The lexical structure of a programming language is a basic set of rules used to describe how you write this language. As the basis of syntax, it specifies what variable names look like, how to write comments, and how to distinguish between statements. This section uses a very short space to introduce the lexical structure of javascript.
1. Character set
The javascript program is written in Unicode character sets, a superset of ASCII and Latin-1 and supports almost all languages in the region. ECMAscript3 requires that the implementation of javascript must support Unicode2, 1 and subsequent versions, while ECMAscript5 requires that the implementation of javascript must support Unicode3 and subsequent versions.
i. case sensitive
JavaScript is a case-sensitive language, that is, keywords, variables, function names and all expression characters must be consistently cased. For example, the keyword while must be written as while, and cannot be written as While or WHILE.
But it should be noted that html is not case sensitive (although xhtml is different), and it is easy to be confused because it is closely related to client javascript. For example, in the processing event set by html, the onclick attribute can be written as onClick, but in JavaScript, it can be written as onclick.
ii spaces, line breaks, and format controllers
JavaScript ignores the spaces between the tokens in the program. In most cases, JavaScript also ignores line breaks. Since spaces and line breaks can be used at will in the code, neat and consistent indentation can be used at one time to form a unified encoding style, improving the readability of the code.
javascript in addition to identifying space characters (/u0020). JavaScript also displays the following characters that indicate spaces: horizontal tab character (/u0009), vertical tab character (/u000B), page renewal character (/u000C), non-interrupted whitespace character (/u00A0), endian tag (/uFEFF), and characters in all Zs categories in Unicode. JavaScript recognizes the following characters as ending characters: line break (/u000A), carriage return symbol (/u000D), line separator (/u2028), and segment separator (/u2029). The carriage return character and line break character are parsed into a single line ending character.
Unicode format controls characters (Cf class), such as "Write marks from right to left" (/u200F) and "Write marks from left to right" (/u200E), controls the visual display of text. This is crucial for the correct display of some non-English texts, which can be used in javascript comments, string direct quantities and regular expression direct quantities, but cannot be used in identifiers (e.g. variable names), but there is an exception to zero-width connector (/u200D) and zero-width non-connector (/uFEFF) that can appear in identifiers but cannot be used as hand characters. It is also mentioned above that the byte order mark format control character (/uFEFF) is treated as a space.
iii.Unicode escape sequence
In some computer hardware and software, the complete set of Unicode characters cannot be displayed or entered. To support programmers using old technology, javascript defines a special sequence that uses 6 ASCII characters to represent any 16-bit Unicode internal code. These Unicode escape sequences are prefixed by /u, followed by hexadecimal rats (indicated with numbers and uppercase and lowercase letters AF). This Unicode escape writing can be used in JavaScript string direct quantities, regular expressions, and identifiers (except keywords). For example, the Unicode escape of character é is written as /u00E9, and the following two Javascript strings are exactly the same.
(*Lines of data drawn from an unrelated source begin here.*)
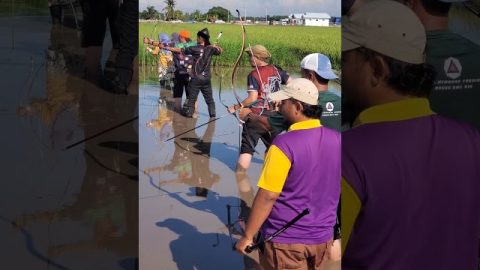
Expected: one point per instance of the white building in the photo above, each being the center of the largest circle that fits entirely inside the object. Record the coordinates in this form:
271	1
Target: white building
296	19
316	19
310	19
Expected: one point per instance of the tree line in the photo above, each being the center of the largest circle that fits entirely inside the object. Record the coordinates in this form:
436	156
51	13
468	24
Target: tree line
169	13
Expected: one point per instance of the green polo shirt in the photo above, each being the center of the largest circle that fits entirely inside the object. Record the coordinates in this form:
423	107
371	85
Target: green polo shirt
331	115
456	90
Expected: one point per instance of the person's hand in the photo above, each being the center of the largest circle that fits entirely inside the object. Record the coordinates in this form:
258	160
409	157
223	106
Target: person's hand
244	113
218	48
242	244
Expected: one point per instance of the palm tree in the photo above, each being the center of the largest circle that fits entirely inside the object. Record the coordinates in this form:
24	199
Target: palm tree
169	9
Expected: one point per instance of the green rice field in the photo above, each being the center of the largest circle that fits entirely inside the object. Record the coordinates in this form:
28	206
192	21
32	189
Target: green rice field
287	44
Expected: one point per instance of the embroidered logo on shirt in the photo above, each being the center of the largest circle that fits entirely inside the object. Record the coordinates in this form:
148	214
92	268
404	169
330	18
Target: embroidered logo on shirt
452	68
329	106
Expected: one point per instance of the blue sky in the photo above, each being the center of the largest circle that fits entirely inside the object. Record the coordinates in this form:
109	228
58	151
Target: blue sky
253	7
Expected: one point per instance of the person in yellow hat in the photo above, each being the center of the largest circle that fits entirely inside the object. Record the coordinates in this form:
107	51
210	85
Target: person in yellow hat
201	70
265	78
183	65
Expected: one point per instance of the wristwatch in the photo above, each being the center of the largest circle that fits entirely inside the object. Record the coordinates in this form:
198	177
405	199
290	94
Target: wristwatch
249	116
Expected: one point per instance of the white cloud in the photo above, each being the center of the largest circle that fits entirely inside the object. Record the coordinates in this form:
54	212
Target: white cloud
253	7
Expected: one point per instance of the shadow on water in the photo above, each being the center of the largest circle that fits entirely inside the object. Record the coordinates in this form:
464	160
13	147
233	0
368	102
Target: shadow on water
196	250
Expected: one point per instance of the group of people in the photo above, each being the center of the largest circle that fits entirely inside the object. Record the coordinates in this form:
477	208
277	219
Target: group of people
410	160
409	177
268	111
192	76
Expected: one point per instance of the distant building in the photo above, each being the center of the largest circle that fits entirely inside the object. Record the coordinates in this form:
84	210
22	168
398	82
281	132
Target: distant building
310	19
316	19
296	19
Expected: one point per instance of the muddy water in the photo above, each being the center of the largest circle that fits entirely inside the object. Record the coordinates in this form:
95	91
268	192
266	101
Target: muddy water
191	203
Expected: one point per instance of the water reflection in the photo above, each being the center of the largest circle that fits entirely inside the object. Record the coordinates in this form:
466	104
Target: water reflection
75	206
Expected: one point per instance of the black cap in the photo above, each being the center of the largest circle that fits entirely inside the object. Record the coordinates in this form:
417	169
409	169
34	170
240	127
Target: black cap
204	34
"café" === "caf/u00e9" => true
Unicode escape writing can appear in comments, but since JavaScript ignores comments, they are just treated as ascii characters in the context and will not be followed by Unicode characters.
iiii Standardization
Unicode allows encoding the same character using multiple methods. For example, the character é can use the Unicode character /u00E9, or the ordinary ascii character e can be used to follow a tone symbol /u0301. In a text editor, the results displayed by these two encodings are exactly the same, but their binary encoding representations are different and are not equal in computers. The Unicode standard defines a preferred code format for index characters and provides a standardized processing method to convert text into a standard format suitable for comparison, and will no longer standardize other representations, strings or regular expressions.
2. Comments
JavaScript supports two comment methods. The text after "//" at the end of the line will be ignored by JavaScript as comments.
In addition, the text between /* and */ is also used as comments. This kind of comment can be written across lines, but there are no nested comments.
//Single line comment
/*
*
*
*
*/
3. Direct quantity
The so-called direct quantity (literal) is the data value directly used in the program. The direct quantity is listed below.
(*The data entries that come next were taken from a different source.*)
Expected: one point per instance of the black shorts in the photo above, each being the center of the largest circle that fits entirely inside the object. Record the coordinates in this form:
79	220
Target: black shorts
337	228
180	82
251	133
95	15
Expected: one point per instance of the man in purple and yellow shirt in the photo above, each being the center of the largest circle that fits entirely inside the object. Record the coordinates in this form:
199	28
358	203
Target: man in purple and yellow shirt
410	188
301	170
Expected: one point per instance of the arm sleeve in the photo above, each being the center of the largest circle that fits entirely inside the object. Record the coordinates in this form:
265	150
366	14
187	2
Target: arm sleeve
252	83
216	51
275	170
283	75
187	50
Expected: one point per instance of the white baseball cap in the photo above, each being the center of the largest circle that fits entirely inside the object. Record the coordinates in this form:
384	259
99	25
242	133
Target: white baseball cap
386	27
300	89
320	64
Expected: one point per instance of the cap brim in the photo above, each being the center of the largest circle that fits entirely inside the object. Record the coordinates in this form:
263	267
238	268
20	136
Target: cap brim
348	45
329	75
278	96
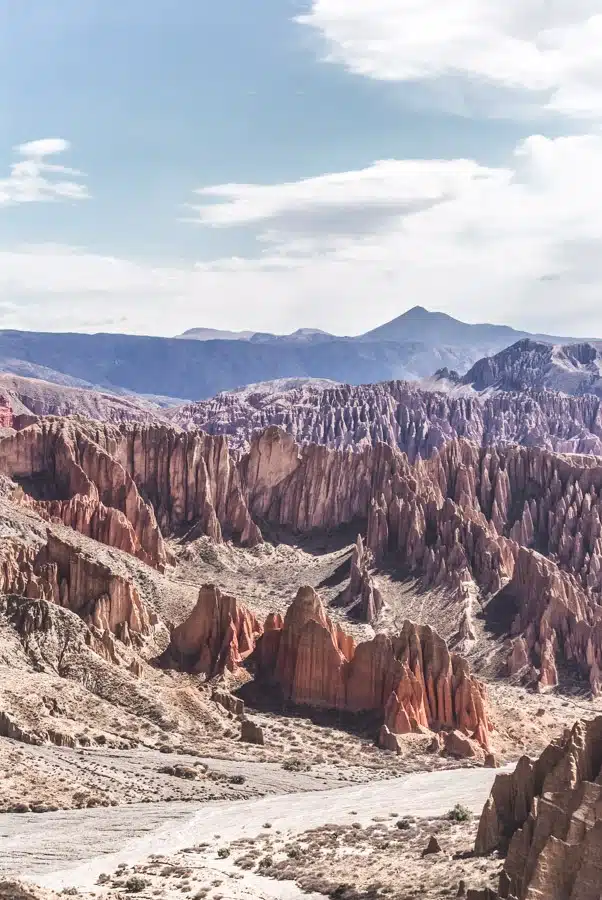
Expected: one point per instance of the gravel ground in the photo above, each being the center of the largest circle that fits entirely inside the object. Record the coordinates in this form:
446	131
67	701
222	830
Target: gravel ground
72	848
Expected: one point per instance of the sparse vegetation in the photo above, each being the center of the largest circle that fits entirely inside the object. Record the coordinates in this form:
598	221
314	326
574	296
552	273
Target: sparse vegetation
135	884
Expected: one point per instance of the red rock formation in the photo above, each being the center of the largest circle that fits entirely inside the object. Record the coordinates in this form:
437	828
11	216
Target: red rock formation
548	815
457	520
6	413
219	634
81	485
410	679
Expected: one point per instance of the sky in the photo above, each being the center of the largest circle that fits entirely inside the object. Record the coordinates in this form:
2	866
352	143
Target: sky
269	165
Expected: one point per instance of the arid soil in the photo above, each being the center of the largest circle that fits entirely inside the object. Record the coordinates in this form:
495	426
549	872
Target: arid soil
230	840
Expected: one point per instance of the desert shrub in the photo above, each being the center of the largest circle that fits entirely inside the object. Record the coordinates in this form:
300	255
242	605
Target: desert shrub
237	779
295	765
135	884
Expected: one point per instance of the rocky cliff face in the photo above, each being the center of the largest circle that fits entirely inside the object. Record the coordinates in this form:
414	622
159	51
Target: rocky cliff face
400	414
534	365
409	680
6	413
469	519
548	816
219	634
35	397
362	594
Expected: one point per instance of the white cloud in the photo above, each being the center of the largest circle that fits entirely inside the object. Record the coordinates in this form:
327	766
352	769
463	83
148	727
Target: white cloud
33	180
545	50
342	202
518	244
43	147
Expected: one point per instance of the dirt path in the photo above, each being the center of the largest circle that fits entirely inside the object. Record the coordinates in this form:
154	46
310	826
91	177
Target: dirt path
71	848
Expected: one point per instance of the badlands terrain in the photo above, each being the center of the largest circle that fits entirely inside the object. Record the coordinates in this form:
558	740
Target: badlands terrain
303	639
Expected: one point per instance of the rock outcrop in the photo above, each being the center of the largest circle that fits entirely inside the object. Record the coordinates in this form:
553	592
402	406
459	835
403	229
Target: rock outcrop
405	416
470	520
60	573
219	634
362	591
536	365
67	475
547	815
6	413
409	680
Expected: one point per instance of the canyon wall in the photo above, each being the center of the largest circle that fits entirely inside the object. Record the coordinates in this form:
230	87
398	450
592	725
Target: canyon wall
408	681
473	521
547	817
401	414
61	573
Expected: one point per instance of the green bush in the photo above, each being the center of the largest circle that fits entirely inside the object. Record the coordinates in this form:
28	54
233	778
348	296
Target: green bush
135	884
459	814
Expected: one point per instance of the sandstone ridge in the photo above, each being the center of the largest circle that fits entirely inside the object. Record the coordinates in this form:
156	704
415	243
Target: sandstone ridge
547	815
410	681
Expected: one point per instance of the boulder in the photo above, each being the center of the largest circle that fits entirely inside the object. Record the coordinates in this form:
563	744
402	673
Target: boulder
251	733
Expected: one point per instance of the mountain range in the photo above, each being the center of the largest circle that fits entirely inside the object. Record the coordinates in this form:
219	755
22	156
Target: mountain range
203	362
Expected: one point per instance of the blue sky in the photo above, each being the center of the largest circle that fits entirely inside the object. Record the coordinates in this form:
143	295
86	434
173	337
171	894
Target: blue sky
277	164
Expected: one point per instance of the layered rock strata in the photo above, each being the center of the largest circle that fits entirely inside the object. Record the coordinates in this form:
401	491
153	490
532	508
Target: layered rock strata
468	519
60	573
547	817
219	634
410	680
69	476
6	413
416	421
362	591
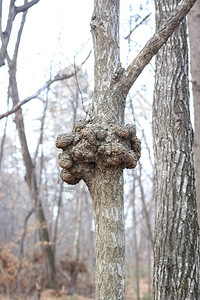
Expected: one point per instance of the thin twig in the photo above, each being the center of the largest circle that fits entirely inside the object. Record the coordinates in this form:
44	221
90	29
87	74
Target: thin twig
75	74
144	19
45	86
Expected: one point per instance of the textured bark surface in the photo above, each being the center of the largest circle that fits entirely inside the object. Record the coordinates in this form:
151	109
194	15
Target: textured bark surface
100	148
194	37
176	249
106	190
The code copy is as follows:
12 // Numbers
1.2 //Decimal
"Hllo World" //String Text
'hi' // Another string
true //Boolean
false //Boolean
/javascript /gi //regular expression direct quantity (used as pattern matching)
null //Empty
Chapter 3 will explain in detail the direct quantity of numbers and strings. The direct quantity of regular expressions will be explained in Chapter 10. More expressions of welfare can be written as arrays or objects directly.
{x:1,y:2} //Object
[1,2,3,4,5] //Array
4. Identifiers and reserved words
An identifier is a name. In javascript, identifiers are used to name variables and functions, or to mark the jump position in certain loop statements in javascript code. The javascript identifier must be in letters. The underscore, or dollar sign begins. The subsequent characters can be letters. number. Underscore or dollar sign (numbers are not allowed to appear as initials, JavaScript can easily distinguish identifiers from numbers), and the following are legal identifiers
The code copy is as follows:
my_variable_name
b13
_dummy
$str
For portability and ease of writing, we usually use only ASCII letters and numbers to write identifiers. Then it should be noted that javascript allows letters and numbers in the entire set of Unicode characters in the identifier (from the technology to ECMAScript allows the Mn class, Mc class and P class of the Unicode character mechanism to appear after the first character of the identifier). Therefore, programmers can use non-English languages or mathematical symbols to write identifiers.
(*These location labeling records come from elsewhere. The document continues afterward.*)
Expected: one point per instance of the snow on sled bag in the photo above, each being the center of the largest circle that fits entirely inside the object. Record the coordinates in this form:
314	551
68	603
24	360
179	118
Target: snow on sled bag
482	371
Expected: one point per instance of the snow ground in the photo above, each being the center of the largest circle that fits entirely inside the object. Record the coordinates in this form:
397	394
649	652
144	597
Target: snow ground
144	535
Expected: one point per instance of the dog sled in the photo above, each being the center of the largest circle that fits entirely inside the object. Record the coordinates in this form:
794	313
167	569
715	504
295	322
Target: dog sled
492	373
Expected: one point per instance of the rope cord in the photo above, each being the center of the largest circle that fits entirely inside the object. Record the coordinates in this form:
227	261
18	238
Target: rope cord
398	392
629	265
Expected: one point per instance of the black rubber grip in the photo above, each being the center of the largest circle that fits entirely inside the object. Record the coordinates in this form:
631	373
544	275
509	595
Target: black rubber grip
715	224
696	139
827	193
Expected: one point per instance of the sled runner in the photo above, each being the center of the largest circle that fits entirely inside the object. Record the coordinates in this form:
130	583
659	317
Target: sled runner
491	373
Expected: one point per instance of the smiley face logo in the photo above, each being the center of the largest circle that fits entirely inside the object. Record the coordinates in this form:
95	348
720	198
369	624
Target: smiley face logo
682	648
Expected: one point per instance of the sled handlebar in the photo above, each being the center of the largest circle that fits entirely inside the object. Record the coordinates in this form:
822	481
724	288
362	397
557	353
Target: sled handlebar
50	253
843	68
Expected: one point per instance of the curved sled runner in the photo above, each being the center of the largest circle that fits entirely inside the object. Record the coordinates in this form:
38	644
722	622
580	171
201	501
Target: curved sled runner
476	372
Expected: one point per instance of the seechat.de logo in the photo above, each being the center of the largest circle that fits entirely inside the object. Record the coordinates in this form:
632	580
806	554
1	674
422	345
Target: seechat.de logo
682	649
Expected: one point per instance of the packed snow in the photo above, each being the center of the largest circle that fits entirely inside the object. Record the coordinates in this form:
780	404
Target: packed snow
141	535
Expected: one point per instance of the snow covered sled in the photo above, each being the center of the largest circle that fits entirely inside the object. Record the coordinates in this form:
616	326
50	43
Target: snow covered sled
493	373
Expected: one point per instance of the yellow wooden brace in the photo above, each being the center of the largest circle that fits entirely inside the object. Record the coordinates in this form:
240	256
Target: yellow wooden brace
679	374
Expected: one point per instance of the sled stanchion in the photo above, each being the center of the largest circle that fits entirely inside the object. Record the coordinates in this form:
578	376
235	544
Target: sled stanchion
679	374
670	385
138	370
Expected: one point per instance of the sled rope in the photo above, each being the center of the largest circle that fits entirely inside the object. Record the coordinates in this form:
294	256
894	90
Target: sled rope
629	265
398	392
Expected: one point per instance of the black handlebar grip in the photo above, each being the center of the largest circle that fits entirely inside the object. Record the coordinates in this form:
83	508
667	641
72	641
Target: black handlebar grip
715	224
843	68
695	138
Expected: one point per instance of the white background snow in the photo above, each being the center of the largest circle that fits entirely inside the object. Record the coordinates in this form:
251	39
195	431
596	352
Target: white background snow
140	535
The code copy is as follows:
var sá = true;
var π = 3.14;
JavaScript takes out some identifiers as keywords, so names can no longer use these keywords as identifiers in the program.
The code copy is as follows:
break
case
catch
Continue continue
default
delete delete
do
else
Finally
for
function
if
in
instanceof
new
Return
switch
This
throw
try
typeof
var
void
While
with
JavaScript reserved words
class const enum export
export extends import super
Also, these keywords are legal in normal javascript, but are reserved words in strict mode
implements let private public yield interface package
protected static
In the same strict mode, the following identifiers are strictly restricted, but variable names, parameter names and function names cannot be used.
arguments eval
The specific implementation of javascript may define unique global variables and functions. Each specific javascript running environment (client) server, etc., has its own global attribute list, which needs to be kept in mind. (Window object to understand the list of global variables and functions defined in client javascript)
5. Optional semicolon
Like many programming languages, javascript uses semicolons (;) to separate statements. This is very important for enhancing the readability and neatness of the code. The end of a statement without a separator becomes the beginning of the next statement, and vice versa.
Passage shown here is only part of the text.